Temperatures in a Russian Soyuz crew ferry ship docked at the International Space Station — a lifeboat for three of the lab’s seven crew members — remain within safe limits despite a dramatic overnight leak in the spacecraft’s cooling system, officials said Thursday.

The leak developed around 7:45 p.m. EST Wednesday amid preparations for a planned 6-hour and 40-minute spacewalk by cosmonauts Sergey Prokopyev and Dmitri Petelin to move a radiator from the Rassvet module, where the Soyuz MS-22/68S spacecraft is docked, to the new Nauka laboratory module.

With the cosmonauts suited up in the Poisk airlock compartment, Russian flight controllers noted a low-pressure warning in an external Soyuz coolant loop, and then saw a sudden stream of coolant venting into space in a shower of icy particles.

The leak looked especially dramatic under certain lighting conditions, showing up in a NASA television camera view as a jetting shower of countless shiny particles, presumably frozen coolant.
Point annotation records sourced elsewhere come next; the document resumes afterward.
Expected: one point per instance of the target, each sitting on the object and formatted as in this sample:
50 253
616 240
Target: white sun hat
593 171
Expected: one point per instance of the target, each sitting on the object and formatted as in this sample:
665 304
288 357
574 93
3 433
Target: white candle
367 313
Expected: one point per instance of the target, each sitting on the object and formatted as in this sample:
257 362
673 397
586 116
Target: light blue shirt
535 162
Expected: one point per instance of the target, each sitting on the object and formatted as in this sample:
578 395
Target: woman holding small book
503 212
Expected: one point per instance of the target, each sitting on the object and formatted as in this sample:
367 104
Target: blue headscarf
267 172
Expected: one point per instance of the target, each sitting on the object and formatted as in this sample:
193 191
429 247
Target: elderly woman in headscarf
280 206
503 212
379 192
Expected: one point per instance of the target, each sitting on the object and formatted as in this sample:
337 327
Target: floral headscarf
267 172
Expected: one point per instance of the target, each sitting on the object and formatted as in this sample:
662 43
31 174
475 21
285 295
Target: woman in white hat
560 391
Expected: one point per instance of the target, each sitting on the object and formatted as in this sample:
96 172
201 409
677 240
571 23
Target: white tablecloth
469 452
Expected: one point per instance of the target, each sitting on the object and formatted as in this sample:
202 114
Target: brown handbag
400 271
The leak was not clearly visible in another view, from another angle and with different lighting.

Russians call off spacewalk to troubleshoot significant Soyuz coolant leak
Cosmonaut Anna Kikina, working inside the Russian Nauka lab module (left), uses a European-built robot arm to inspect the Soyuz MS-22 spacecraft (right) after it sprang an apparent coolant leak, forcing Russian flight controllers to cancel an already planned spacewalk. Dec. 14, 2022.

NASA TV


But there was no doubt a major leak was present. It continued for several hours and Russian flight controllers called off the spacewalk while engineers monitored telemetry and video.

More than 12 hours later, the origin and cause of the leak remained unclear. Options ranged from a space debris impact to an isolated hardware failure of some sort.

The Soyuz carried Prokopyev, Petelin and NASA astronaut Frank Rubio to the space station on Sept. 21, and it is required to carry them back to Earth at the end of March. In the meantime, the ship serves as a lifeboat in case of an emergency that might force the trio to abandon the ISS ahead of schedule.

Coolant systems are critical to all spacecraft in order to cope with a wide range of temperatures, such as when vehicles are in direct sunlight, the cold darkness of the Earth’s shadow, or during re-entry. It’s not yet known how much coolant, if any, might remain in the system, or how temperatures will respond to different sun angles in the station’s orbit.

But telemetry in the wake of the leak showed temperatures in the Soyuz spacecraft remained within safe limits.

The Russian space agency Roscosmos “is closely monitoring Soyuz spacecraft temperatures, which remain within acceptable limits,” NASA said in a blog post Thursday. “NASA and Roscosmos continue to coordinate external imagery and inspection plans to aid in evaluating the external leak location.”

While NASA did not address the issue directly, the Soyuz presumably is flightworthy as is, but no other details were immediately available.

Overnight Wednesday, cosmonaut Anna Kikina, who flew up to the ISS aboard a SpaceX Crew Dragon ferry ship with three NASA-sponsored crewmates, used a new European Space Agency-built robot arm on the Nauka module to visually inspect the Soyuz.

NASA said an additional inspection by the Canadian-built robot arm on the U.S. segment of the lab complex is being planned. In the meantime, Crew Dragon astronaut Josh Cassada and Rubio are pressing ahead with plans to carry out a spacewalk of their own Monday to continue an ongoing solar array system upgrade.

“The crew aboard station completed normal operations Thursday, including participating in science investigations and research,” NASA reported. “Specialists are working through robotic plans ahead of Monday’s spacewalk to best optimize for upcoming station operations and the Soyuz inspection.”